If, in the situation wherein the both the valve 51 and the additional valve 88,91 are closed, the pressure in the tank is still too high the second additional valve 93 is opened and liquid and/or gas can be discharged through the second additional valve 93 and the channel 94 to the connection opening 3, as shown in FIG. 6b.

In FIGS. 3-6 the valve seat 42, 52 is of substantially cylindrical design, with the closure member 43, 53 interacting with the end side of the valve seat 42, 52. The valve seat may however be of conical or cup-like design.
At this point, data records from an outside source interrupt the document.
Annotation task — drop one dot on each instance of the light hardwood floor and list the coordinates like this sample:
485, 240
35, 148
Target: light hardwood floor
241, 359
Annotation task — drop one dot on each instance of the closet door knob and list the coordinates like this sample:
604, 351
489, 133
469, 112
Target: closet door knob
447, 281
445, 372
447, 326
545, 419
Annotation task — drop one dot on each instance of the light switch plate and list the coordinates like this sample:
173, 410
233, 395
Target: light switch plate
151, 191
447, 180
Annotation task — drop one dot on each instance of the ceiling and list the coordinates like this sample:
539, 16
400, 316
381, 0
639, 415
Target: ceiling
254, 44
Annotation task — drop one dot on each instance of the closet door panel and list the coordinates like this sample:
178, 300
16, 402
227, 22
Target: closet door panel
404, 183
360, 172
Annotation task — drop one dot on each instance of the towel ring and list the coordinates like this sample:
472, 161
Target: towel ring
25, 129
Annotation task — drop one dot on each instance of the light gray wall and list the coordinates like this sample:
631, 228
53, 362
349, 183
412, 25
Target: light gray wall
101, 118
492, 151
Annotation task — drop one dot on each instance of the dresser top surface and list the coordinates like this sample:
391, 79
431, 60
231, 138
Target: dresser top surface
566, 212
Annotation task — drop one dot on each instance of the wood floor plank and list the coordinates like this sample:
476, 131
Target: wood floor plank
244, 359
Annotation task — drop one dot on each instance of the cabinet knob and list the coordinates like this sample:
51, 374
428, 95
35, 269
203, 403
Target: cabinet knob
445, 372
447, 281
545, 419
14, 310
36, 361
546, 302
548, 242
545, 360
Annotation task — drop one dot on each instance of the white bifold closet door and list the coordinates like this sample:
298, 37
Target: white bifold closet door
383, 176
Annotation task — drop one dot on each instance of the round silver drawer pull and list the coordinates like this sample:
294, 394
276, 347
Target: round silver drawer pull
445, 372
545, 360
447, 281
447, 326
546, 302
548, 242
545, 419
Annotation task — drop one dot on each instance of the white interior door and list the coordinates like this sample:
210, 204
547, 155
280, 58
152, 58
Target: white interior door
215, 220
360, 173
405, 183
In this case, the closure member is provided on its circumference with a sealing ring, which can interact with the conical or cup-like inner surface of the valve seat.

It will be clear for a skilled person that within the scope of the claims the design of the various components of the expansion tank according to the invention may be varied.

Claims

1. An expansion tank system operable to be connected to a pipe system, the expansion tank system comprising:

a tank configured to contain a liquid and/or a gas;

a connection opening configured to connect the tank to the pipe system;

a main channel positioned between the tank and the connection opening;

a main valve positioned in the main channel and configured to separate the inside of the tank from the connection opening, the main valve comprising a first valve seat and a first closure member interacting with the first valve seat and being operable:

a) to close off the main channel at a defined overpressure when the pressure inside the tank is greater than the pressure in the connection opening, said overpressure having a defined level, and

b) to close off the main channel at a defined liquid level in the tank,

said overpressure and/or liquid level in the tank closing off the main channel by pressing the first closure member against the first valve seat;

an auxiliary channel extending through the first closure member of the main valve from the interior of the tank to the connection opening when the main valve is in a closed position,

wherein said expansion tank system is manufactured such that the tank has at least the defined overpressure ex works, the expansion tank system further comprising:

an additional valve positioned in the auxiliary channel formed to close off the auxiliary channel, the additional valve being formed to be closed during normal operation of the expansion tank when connected to the pipe system and to be opened when, during operation, a second overpressure exists in the tank greater than the overpressure which exists ex works.

2. The expansion tank according to claim 1 wherein the first closure member is provided, on the side facing the first valve seat, with a sealing ring made from soft material operable to interact with the first valve seat to close the main valve, the first closure element being formed by a part of the bottom wall of a body inside the expansion tank, and

wherein the additional valve is a valve in a channel in the body, the channel extending from the top side of the body to the region of the first closure member inside the sealing ring, the additional valve comprising a valve seat, a closure member and a spring urging the closure member on the valve seat, the valve seat and the spring acting towards the interior of the expansion tank, the spring being dimensioned such that if a difference between the pressure in the interior of the expansion tank and the pressure in the connection opening reaches the second overpressure greater than the overpressure which exists ex works the closure member is pressed away from the seat, counter to the spring force of the spring, whereby the additional valve is opened.

3. The expansion tank of claim 2 wherein the sealing ring comprises rubber.